Издали уже вскоре послышался, ответный кличь. Не человеческий. Ни призыв эльфов к бою. Даже не оркский. Это были – Куины – древняя порода хищников, похожих на помесь волков и шакалов, если бы те увеличились до размера медведей, и видели в инфракрасном диапазоне красок, особенно подмечая теплокровных жертв.
Калиб, Моз и Коуб тотчас обомлевши, застыли. Гайт чьи мышцы сделались свинцовым, судорожно потянулся к ножнам. И только Безродный замер без лишних эмоций. Он положительно помнил, что они так же располагают и потрясающим слухом, и им будет впору отступить, если посеют отскоки частот от ближайших объектов. Вся надежда была на его отряд, который не сдрейфит. Увы, зряшная надежда.
– Что это Клайд? – стуча зубами, в охватившей лихорадке затрясся белее полотна виконт.
Следопыт безмолвствовал, и уповал на сознательность сановника. Опять-таки тщетно.
– Кто это?! – не улавливал сути, прыскал тенором человек привыкший получать ответы немедля, коего кряду обуяла сверлившая его нутро паника, в стукотне молотков по вискам.

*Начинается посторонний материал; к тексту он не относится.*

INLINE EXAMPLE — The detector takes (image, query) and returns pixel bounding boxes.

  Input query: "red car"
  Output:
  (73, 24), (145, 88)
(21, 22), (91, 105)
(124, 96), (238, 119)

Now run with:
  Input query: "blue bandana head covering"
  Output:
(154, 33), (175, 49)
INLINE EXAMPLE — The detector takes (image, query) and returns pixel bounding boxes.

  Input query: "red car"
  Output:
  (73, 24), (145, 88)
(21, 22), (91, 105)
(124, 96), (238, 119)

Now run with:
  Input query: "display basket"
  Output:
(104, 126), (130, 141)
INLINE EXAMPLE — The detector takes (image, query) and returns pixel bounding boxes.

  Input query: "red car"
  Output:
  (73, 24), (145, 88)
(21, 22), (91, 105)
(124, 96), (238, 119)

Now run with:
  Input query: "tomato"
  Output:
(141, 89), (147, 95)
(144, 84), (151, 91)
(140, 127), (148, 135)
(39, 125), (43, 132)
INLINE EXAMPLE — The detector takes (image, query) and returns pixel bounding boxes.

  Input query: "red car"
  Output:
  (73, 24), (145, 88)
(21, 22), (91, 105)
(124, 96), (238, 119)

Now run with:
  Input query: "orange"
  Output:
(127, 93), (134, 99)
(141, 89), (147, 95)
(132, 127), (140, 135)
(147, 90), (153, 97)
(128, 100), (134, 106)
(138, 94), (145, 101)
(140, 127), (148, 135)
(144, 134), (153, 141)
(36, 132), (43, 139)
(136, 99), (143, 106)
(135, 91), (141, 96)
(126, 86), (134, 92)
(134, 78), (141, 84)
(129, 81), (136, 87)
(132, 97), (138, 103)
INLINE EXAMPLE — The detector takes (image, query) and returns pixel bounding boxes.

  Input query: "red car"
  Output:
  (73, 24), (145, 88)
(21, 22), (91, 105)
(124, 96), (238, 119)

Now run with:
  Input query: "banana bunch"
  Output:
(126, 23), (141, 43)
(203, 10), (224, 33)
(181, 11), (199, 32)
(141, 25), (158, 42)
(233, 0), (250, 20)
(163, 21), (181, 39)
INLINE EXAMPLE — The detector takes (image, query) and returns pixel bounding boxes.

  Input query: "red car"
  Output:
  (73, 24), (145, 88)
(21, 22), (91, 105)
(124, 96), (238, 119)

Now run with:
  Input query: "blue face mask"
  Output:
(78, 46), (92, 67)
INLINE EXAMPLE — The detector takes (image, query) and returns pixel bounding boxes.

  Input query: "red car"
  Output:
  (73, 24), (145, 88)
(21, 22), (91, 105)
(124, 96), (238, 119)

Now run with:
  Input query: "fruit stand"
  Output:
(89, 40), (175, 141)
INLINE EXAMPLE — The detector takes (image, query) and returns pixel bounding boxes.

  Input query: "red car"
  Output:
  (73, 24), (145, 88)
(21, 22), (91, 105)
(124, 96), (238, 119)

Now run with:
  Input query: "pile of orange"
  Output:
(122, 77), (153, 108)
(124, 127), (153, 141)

Внезапно, почти пожелтевшая Риба, реявшая бадьяном, которая сидела под очередным пнем вблизи виконта, обхватив разбухший живот, щурив зеленые веки и болезненно выпуская клыки умеренно дыша и пуская по шеи следы струй пота, цежено и лаконично шепнула ему.
– Заткнись…
Её хриплый голос был пред рвотным, а уши, и вовсе будто стали прижиматься и тлеть, но, тем не менее, она знала, о чем лопочет. Обидно, было ей чуть позже, что эффекта это, по сути, не дало.
Отдаленно заслышались отклики увесистых прыжков через сокрушающиеся ветки дебрей, и рев взбеленившихся оскалов. Клайд вновь выхватил меч, и, перебросив вес, уминая рыхлость прощупывая иные ловушки, встал в боевую стойку. Впереди за завесой непроглядной чащобы, и преград выдернутых букетов корневищ деревьев, то и дело отголосками доносился вой, отдающийся перекатистым отзвуком. У всех неприятно затряслись сробевшие поджилки, особенно у до воска, бледнеющего остолбеневшего Джоаля. Риба подавляя неминуемое извержения несварения, стянула лук, а в её сапфировых глазах, через усиленную синеву набухших капилляров проглядывал угнездившийся страх.
– Всем сгрудиться по двоя, и рубить рядом с собой ветки! – гаркнул искоса им Клайд, остававшись на передовой в гордом одиночестве.
– А ты?! – расхоложенный боязнью, искренен рассеянно, зыкнул Калиб, занося на уровни плеч свою секиру. Увесистую и выедающую силы на излете.
– Встречу в лоб, – брыкнул он, не оборачивая русового затылка, – а вам держать оплот возле “королька”, – впервые обозначил он свое подлинное отношение к виконту.
Поодаль в сердцевине чащобы, то и дело рокотали собачьи тявканья, сопровождаясь одичалым лаем. Они безжалостно к себе рвали морды, об ветки раззадоривая себя все пуще. Изголодавшие и нетерпеливые, они бросились бездумно, не щадя ни окружения, ни себя. В их почти прозрачных в сторону бельма ониксового-алых очах, белесые капилляры, покрылись желтеющей частью, что для их физиологии было сродни приливу ярости.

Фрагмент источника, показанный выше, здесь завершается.